От сумы да от тюрьмы не зарекайся.
Много путей к богатству, но к нищете – один.
Чужую нищету не поймешь,
Пока сама тебя не запряжет.
Блаженны нищие духом.
Нищий силен смирением, богат нищетою.
У нищего один заступник – Господь Бог.
«... Спроговорит Христос да Царь Небесный:
– Не плачьте-тко, нищая братия,
Не рыдайте, убогая сирота;
Оставлю вам гору да золотую,
Оставлю вам реку да медовую,
Оставлю вам сад с виноградом,
Да будете вы сыты и пьяны,
Да будете обуты и одеты,
А от темной-то ночи и укрыты...»
 
   Ниже нищеты – смерть: нищий помирает на седмице не единожды и вновь воскресает, чтоб помянуть Христа.
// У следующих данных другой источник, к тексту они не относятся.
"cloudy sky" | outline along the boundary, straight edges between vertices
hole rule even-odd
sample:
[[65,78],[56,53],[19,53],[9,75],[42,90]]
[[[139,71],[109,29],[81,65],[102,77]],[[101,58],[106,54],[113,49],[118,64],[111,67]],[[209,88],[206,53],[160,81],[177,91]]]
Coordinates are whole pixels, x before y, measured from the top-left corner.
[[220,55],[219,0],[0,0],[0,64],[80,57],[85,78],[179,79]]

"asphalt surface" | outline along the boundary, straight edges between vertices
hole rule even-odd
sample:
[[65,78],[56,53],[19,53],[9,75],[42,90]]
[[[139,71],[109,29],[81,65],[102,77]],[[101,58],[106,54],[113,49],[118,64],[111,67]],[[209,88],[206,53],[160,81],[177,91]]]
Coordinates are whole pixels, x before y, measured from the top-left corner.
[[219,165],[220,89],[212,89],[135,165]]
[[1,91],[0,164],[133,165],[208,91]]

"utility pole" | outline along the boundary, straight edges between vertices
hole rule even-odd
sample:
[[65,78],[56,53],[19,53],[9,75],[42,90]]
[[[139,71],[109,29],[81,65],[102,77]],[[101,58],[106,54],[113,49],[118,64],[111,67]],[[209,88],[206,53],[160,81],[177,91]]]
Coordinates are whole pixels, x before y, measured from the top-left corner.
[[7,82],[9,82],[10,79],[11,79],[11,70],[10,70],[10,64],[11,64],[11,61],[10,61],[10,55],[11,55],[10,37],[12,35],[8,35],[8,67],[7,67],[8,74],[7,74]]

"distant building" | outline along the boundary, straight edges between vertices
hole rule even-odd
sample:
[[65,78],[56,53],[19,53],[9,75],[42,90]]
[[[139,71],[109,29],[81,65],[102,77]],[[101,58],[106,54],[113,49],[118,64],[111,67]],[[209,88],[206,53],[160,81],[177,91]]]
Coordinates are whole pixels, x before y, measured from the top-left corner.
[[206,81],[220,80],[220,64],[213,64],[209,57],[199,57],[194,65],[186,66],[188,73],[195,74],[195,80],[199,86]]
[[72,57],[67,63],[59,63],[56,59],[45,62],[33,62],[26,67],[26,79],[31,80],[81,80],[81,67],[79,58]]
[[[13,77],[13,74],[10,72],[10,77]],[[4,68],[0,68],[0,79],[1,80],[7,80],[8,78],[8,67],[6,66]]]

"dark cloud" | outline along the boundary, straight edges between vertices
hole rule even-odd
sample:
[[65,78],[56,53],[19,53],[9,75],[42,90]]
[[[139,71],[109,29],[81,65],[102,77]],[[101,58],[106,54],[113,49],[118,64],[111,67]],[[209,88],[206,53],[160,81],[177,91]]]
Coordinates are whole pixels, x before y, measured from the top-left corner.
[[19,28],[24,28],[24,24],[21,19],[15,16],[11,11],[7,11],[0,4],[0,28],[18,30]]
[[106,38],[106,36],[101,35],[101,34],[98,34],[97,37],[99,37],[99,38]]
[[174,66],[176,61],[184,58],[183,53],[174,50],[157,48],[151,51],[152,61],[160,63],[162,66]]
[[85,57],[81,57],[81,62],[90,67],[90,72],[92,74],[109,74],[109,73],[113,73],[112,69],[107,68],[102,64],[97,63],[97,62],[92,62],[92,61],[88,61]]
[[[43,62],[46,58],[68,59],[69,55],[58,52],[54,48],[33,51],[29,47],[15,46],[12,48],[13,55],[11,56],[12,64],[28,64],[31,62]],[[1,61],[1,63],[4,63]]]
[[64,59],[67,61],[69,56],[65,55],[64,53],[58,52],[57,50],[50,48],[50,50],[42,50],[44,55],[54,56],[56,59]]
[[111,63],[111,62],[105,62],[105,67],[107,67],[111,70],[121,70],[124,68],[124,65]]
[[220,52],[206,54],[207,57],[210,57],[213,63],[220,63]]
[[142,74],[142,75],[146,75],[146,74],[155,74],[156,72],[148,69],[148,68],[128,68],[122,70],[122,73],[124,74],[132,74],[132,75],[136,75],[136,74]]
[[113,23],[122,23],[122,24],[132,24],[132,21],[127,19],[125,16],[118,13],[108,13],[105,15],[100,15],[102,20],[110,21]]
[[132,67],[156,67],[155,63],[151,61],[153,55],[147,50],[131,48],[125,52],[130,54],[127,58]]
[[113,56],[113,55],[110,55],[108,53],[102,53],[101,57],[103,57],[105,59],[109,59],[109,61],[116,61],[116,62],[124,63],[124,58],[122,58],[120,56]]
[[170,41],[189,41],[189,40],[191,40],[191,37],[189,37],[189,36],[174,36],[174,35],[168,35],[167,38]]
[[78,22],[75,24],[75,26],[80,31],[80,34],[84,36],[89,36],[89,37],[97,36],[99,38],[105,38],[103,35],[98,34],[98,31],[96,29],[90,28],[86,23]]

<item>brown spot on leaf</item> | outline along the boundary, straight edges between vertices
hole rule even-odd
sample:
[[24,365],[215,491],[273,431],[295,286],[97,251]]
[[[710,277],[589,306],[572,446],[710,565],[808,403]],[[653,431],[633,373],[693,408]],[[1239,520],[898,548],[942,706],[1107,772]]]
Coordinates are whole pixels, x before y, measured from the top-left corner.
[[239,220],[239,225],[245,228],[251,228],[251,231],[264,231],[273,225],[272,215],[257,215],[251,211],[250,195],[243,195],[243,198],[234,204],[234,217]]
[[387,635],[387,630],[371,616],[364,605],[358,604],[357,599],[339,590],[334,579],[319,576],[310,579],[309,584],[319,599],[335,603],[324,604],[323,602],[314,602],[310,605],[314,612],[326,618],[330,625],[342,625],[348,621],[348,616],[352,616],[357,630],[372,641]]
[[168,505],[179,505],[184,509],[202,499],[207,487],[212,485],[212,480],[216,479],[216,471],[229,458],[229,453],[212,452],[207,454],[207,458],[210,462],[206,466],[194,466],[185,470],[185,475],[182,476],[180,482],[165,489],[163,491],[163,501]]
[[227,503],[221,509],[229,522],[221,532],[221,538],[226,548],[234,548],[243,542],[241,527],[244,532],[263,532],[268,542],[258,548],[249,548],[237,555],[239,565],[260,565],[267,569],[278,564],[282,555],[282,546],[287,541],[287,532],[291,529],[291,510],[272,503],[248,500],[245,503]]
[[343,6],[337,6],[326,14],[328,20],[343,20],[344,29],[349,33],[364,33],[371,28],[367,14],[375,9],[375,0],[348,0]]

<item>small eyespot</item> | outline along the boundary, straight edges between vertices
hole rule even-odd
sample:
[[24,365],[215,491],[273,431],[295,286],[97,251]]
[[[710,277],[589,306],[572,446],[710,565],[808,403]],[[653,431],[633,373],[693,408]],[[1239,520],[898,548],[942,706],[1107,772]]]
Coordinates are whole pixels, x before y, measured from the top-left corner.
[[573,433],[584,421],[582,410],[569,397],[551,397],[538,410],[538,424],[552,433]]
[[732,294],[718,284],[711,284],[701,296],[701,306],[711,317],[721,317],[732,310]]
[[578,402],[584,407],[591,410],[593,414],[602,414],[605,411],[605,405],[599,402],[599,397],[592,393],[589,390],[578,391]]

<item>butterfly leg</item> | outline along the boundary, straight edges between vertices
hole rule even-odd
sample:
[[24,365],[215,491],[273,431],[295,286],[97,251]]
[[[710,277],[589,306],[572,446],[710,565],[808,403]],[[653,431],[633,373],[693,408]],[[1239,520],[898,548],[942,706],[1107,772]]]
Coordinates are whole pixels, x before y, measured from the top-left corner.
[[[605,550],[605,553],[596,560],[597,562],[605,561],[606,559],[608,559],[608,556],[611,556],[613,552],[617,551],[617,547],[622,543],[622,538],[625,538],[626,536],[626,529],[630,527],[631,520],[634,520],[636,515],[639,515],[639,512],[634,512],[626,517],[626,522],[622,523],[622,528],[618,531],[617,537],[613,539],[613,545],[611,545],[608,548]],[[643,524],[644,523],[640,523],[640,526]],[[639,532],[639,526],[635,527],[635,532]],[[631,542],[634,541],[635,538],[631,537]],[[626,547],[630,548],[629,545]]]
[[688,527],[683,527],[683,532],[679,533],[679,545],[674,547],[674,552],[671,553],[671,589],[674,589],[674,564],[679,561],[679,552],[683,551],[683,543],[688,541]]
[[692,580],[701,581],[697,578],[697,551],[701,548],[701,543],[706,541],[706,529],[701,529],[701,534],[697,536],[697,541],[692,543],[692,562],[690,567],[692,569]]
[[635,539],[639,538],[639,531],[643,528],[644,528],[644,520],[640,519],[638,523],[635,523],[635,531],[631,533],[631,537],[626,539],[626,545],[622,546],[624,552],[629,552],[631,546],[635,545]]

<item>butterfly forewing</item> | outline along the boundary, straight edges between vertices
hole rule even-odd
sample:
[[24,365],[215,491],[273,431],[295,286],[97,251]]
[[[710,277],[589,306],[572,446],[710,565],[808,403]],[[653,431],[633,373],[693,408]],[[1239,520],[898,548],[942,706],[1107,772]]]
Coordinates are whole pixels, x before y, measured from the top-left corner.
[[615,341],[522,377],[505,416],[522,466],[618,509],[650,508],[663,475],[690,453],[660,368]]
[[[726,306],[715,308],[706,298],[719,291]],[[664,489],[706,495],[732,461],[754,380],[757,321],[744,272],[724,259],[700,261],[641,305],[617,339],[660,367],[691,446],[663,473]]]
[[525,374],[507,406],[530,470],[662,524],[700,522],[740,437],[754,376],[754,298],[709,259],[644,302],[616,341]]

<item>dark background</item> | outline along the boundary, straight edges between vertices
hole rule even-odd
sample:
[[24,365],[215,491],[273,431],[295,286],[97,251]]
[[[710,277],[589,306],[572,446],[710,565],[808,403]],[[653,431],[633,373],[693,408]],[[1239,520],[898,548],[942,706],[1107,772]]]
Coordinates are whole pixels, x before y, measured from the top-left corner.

   Нищий богатым питается, а богатый молитвой нищего спасается.
   Милостыня нищему – соломинка через ад. Так будьте же, люди добрые, милостивы к сироте. Не гневайтесь, не гнушайтесь нищего, ибо в его слезах алмазом блещет слезинка Христа...
   Всякий неоприюченный прошак для русской деревни великий грех; ежели заведется такой из погорельцев, иль из военных калек, иль по здоровью убогонький, иль изжитый сирота-бобыль, иль вдовица в преклонных летах – они для деревенского мира, как Христовое дитя, не могущее себя обслужить и требующее присмотру. Но коли заведется в сельце забулдыга какой, огоряй, распьянцовская головушка, кабацкий ярыга, иль конченый вор, иль последний шалтай-болтай, у коего от лени руки отсохли, а мир на истину не сможет настроить, то бери ключку подорожную и шагай в бродяги. Если дорогою не перекинешься в шпыни, зеленые братья, то на твоем пути падется Москва, она и подберет. От многих денег в престольной всегда нищему кроха перепадет. Любит купчина милостыней дорогу в рай мостить.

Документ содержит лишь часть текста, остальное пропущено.